色々あって


日本人は、
「他人と自分は異なるんじゃないかと思い悩み、やがて精神を病む」
昔読んだ本に書かれていた。

一方、フランス人だったかと思うけど、
「他人と自分が同じように感じてしまい思い悩み、やがて精神を病む」
だそうです。

見事に正反対なこの精神構造は、とても興味深いものがある。

日本の同調圧力というのは、本当に強いものであると感じるが、フランスでは同調しない圧力が仮にあるとするとそれも大変だろう。

意見を回りに合わせたり、空気を読むという感性を子供のころから研ぎ澄ませてきた日本人は、できるだけ同じであることに対して安心を覚える。

でも服が被ったら気まずいとか、結局どっちなの?

出る杭は打たれるが、出過ぎ た杭はもはや打たれないともいわれる。

「出過ぎた真似はするなよ」
というセリフ、出過ぎるともはや打てないからだろう。

以上のことから1点分かったことがある。

日本人は「同じ」であることを基本的に望むが、同じという中にあっても微小な差はあって、その少しの差で個性を頑張って表現するのが日本人なのだろう。

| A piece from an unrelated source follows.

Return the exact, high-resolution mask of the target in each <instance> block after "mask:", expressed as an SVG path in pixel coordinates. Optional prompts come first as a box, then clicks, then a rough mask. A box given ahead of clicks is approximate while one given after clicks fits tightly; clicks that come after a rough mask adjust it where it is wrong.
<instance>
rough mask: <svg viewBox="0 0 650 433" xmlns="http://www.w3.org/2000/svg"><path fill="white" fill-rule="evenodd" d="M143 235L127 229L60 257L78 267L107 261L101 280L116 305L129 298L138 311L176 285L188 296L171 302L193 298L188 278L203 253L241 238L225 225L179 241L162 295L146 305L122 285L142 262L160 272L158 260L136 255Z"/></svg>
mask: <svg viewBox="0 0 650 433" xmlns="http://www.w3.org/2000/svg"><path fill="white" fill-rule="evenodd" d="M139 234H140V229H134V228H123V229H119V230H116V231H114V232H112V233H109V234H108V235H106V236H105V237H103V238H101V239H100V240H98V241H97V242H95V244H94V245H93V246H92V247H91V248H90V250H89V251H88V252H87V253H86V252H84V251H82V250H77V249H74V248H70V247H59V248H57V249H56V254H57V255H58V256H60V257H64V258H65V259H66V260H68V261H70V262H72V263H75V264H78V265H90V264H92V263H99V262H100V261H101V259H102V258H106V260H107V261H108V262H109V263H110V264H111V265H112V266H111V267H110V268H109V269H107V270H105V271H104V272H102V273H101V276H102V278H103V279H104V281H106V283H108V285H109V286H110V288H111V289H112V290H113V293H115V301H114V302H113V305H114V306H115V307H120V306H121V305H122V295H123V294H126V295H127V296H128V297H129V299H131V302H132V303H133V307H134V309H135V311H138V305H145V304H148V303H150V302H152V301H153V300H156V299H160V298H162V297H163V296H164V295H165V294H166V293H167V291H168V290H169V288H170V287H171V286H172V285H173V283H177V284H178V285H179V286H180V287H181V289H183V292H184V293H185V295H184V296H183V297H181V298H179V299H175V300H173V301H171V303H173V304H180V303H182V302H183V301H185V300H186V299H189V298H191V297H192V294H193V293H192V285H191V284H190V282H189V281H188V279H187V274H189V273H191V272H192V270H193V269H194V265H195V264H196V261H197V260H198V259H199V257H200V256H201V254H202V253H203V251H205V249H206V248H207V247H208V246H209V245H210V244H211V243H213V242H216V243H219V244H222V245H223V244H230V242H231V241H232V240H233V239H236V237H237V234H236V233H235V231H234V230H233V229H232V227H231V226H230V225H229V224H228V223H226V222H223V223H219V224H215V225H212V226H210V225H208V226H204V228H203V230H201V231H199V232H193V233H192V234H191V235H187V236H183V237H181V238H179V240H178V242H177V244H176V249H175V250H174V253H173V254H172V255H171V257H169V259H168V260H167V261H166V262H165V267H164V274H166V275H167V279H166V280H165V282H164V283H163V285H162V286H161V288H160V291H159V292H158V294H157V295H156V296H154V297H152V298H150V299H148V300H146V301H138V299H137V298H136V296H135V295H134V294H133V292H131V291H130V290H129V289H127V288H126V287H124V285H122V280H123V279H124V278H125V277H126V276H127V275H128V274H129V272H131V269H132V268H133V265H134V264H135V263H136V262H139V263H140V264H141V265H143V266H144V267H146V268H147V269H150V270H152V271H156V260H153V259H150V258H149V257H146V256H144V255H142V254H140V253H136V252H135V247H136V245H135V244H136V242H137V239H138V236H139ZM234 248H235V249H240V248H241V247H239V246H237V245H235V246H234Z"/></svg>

傍から見れば殆ど同じに見えても、小さな差が大切なのだ。誇りなのだ。それが個性なのだ。

本当に?

まぁ、だから、あなたが誰かを妬んだり僻んだりするのは、本当に小さい差に対してのみなんだよね。

差が感じられない程に出過ぎていたらスルーするしかないでしょ。
相手にした時点で、自分の負けが確定しているからでしょ?

ビルゲイツ程の資産を持っている人に、「あなた稼ぎすぎですよ」って言っても何の意味もない。
アリがゾウに対して異議申し立てを申請しても、次元も価値観も違う。

しかし、話が通じないだけで終わっていたら何も始まらない。

その違いが新たな価値を生むということに気を付けなくてはならない。

ゾウはアリの世界を知ることによって、地下深くに迷路のような社会があることを知る。

アリはゾウの世界を知ることによって、鼻で物を食べられうことを知る。

ソフトバンクの孫正義は300年続く会社組織に必要なのは「多様性」と述べている。

これからの社会に求められるのはまさにそのような多様性なのだ。

現状の認識の壁を超えるためには、自分の 小さな価値観とは異なる他者の認識を、対話を通して吸収していくことだ。
小さな差を一つ越えてみよう。
そして、多様性のある世界を目指そう。

同じであるとは、変化が無いことである。

変化の無い所に成長は無い。
だから変化を恐れてはいけない。

ただ黙っていても世界は猛スピードで変化しているから、何もしない事とは、停滞ではなく単なる劣化である。